I’ve got about 435 million rows of the form:
time, sensor_id, sensor_value
where time
is a unix timestamp rounded to one decimal point, sensor_id
is an integer, and the sensor_value
is a float. The timestamps are one second apart, and for each timestamp, there are around 250 unique sensor_ids.
In Python, I found that I was getting the best compression ratios if I compressed using multiple parquet files, spaced out by one hour at a time. Using this for each file:
df.sort_values(by=['sensor_id', 'time']).reset_index(drop=True).to_parquet('out.parquet', compression='brotli')
the total file size of all the parquet files combined is 120 MB.
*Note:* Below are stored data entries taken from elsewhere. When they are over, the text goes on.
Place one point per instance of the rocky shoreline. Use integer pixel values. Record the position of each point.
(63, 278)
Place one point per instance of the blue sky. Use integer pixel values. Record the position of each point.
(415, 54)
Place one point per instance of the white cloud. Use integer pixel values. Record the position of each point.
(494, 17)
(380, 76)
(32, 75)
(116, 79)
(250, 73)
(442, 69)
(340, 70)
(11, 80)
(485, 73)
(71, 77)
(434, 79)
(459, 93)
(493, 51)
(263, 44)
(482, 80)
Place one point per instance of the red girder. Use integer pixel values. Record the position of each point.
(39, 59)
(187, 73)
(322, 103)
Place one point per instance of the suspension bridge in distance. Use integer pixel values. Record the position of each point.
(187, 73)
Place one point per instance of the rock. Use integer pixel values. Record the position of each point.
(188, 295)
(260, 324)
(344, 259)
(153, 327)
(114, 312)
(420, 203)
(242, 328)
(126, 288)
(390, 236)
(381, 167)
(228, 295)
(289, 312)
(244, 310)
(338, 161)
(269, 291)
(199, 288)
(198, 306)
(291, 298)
I didn’t expect to get quite as good of compression ratios in TimescaleDB in PostgreSQL since it doesn’t use brotli compression, but I’m still getting compressed sizes that are a fair bit larger than I would like. The best I could get was 964 MB, which is about 8x bigger.
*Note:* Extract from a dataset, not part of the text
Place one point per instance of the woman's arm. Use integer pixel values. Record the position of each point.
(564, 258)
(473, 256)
Here’s how I set up the table:
CREATE TABLE IF NOT EXISTS public.sensor_data
(
"time" timestamp(1) without time zone NOT NULL,
sensor_id integer NOT NULL,
sensor_value NUMERIC(20, 3) NOT NULL
);
SELECT create_hypertable('sensor_data', 'time');
-- (insert all data)
ALTER TABLE sensor_data
SET
(
timescaledb.compress,
timescaledb.compress_segmentby='sensor_id',
timescaledb.compress_orderby='time'
);
SELECT compress_chunk(c) from show_chunks('sensor_data') c;
I’ve tried the following variations:
- Using a
double precision
type instead of anumeric(20, 3)
forsensor value
- Using chunk sizes of one hour (similar to what I’m doing in Python) rather than the default 7 days
- Using
numeric(10, 3)
instead ofnumeric(20, 3)
However, these changes either did nothing or made the compression ratios worse:
method | before_total | after_total | before_table | after_table | before_index | after_index | before_toast | after_toast | total_chunks | number_compressed_chunks |
---|---|---|---|---|---|---|---|---|---|---|
sensor_data | 25 GB | 964 MB | 21 GB | 43 MB | 3990 MB | 13 MB | 0 bytes | 908 MB | 4 | 4 |
sensor_data_double | 25 GB | 1498 MB | 21 GB | 380 MB | 3988 MB | 13 MB | 0 bytes | 1105 MB | 4 | 4 |
sensor_data_1hr_chunk | 25 GB | 1033 MB | 21 GB | 72 MB | 4018 MB | 25 MB | 0 bytes | 936 MB | 455 | 455 |
sensor_data_10pnt | 25 GB | 964 MB | 21 GB | 43 MB | 3988 MB | 13 MB | 0 bytes | 908 MB | 4 | 4 |
Do you have any suggestions for things I can try to improve the compression ratio, or is this as good as it’s going to get?